13. Amazon has leveraged its massive shipping resources to aggressively compete with retailers and other e-commerce sites during the holidays in recent years — and this year it is taking that rivalry a step further. The shopping giant offering some of its deals a full week before Black Friday, Wired reports.
14. The shopping holiday is famous for people looking for deals on inexpensive technology or gadgets like TVs or Xbox game consoles, but low-cost items and household basics are big sellers during Black Friday, Molly Blakeman, spokeswoman for Walmart, tells U.S. News. “Pajamas are a big seller,” she says. “Some locations sell out of pajamas and other household items.” Walmart said in a press release said it will be well stocked this year. “Walmart will have more than 1 million televisions, more than 15 million movies and more than 10 million pajamas for its Black Friday event,” according to the press release.

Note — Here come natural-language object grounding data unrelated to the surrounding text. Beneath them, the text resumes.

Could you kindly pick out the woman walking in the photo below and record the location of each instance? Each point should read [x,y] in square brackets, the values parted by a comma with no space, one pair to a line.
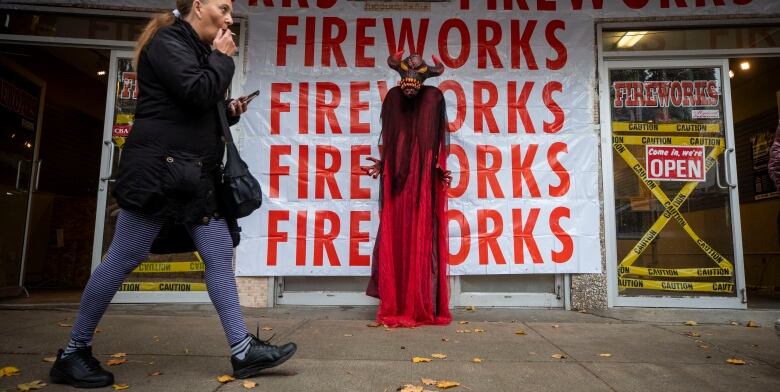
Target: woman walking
[168,174]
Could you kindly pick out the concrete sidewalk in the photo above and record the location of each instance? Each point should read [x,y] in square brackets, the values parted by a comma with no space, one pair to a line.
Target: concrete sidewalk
[650,350]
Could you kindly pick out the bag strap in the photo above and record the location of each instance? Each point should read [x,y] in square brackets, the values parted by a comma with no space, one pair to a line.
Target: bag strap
[226,134]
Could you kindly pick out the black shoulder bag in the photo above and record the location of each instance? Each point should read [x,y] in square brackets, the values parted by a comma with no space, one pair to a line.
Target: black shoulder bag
[239,191]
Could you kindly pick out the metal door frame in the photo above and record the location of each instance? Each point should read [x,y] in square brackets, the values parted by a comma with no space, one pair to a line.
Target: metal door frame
[614,299]
[35,169]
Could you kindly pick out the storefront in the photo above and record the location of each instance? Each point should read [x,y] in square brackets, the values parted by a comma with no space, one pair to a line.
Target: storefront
[604,153]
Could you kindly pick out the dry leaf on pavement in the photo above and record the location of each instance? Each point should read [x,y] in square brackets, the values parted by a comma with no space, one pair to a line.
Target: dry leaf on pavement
[32,385]
[444,384]
[9,371]
[428,381]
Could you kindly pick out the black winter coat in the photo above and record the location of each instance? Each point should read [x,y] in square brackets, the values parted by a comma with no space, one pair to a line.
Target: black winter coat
[170,163]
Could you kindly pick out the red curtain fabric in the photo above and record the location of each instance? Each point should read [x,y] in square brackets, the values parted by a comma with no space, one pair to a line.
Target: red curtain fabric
[409,271]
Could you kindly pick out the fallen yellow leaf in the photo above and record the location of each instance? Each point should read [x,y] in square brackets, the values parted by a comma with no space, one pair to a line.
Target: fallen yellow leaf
[9,371]
[428,381]
[410,388]
[114,362]
[447,384]
[32,385]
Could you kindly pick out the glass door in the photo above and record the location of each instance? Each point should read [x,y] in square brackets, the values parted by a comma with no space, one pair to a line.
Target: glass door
[21,104]
[160,278]
[670,175]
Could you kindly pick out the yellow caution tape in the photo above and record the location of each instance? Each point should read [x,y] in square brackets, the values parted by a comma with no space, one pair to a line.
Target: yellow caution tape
[626,126]
[643,284]
[674,272]
[170,266]
[670,141]
[162,286]
[671,209]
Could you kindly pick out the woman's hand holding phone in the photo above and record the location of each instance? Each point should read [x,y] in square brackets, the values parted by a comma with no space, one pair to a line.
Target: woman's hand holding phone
[238,105]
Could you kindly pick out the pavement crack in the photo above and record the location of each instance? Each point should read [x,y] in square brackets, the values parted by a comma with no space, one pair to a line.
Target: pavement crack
[569,356]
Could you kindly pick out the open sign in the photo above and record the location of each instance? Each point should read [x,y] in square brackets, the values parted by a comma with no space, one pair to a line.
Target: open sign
[675,163]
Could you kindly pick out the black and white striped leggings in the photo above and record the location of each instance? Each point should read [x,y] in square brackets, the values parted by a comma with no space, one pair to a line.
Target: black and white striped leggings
[131,243]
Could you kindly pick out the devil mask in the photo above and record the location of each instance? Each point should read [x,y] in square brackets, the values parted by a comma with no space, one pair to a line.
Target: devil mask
[413,71]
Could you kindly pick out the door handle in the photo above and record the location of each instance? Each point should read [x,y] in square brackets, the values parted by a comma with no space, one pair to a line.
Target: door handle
[18,174]
[38,175]
[110,167]
[717,175]
[726,160]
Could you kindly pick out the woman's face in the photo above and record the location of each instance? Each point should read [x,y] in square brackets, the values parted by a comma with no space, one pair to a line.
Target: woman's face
[212,16]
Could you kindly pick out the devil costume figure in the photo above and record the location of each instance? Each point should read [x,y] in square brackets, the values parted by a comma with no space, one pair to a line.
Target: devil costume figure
[409,269]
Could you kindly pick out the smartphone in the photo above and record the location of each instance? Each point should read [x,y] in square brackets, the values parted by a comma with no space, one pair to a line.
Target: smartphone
[251,96]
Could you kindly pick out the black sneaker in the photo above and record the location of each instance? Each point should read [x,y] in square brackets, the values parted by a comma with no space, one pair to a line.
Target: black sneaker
[261,355]
[80,369]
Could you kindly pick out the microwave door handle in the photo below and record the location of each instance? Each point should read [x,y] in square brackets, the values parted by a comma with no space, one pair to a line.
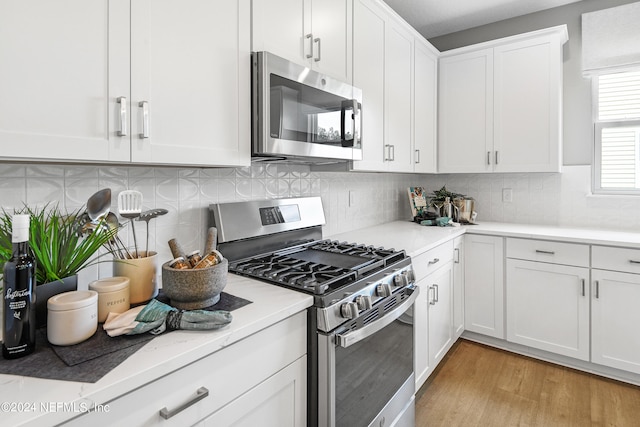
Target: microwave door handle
[349,104]
[348,339]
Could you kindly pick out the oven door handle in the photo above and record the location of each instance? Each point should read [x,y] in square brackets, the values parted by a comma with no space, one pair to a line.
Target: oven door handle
[348,339]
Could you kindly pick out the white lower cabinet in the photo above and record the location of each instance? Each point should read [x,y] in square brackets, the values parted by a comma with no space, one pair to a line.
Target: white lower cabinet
[484,285]
[433,310]
[615,317]
[548,307]
[262,377]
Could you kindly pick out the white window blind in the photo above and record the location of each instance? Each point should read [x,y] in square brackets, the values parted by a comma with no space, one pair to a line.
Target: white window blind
[617,132]
[611,39]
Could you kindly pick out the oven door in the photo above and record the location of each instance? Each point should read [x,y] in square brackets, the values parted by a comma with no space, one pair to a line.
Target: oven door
[365,374]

15. Thanks to Internet, shoppers can to take advantage of Black Friday deals without leaving their homes. Adobe reports that Americans spent $1.33 billion online during Thanksgiving last year, along with $2.4 billion on Black Friday. Online shopping increased approximately 25 percent during both of those days compared with 2013, according to the study. Massive foot traffic is still expected at malls and shops this year, a survey of prospective shoppers by the National Retail Federation showed that only 55 percent went to stores, in part because online shopping and fast delivery enable people to find bargains in early November and sometimes the week before Christmas.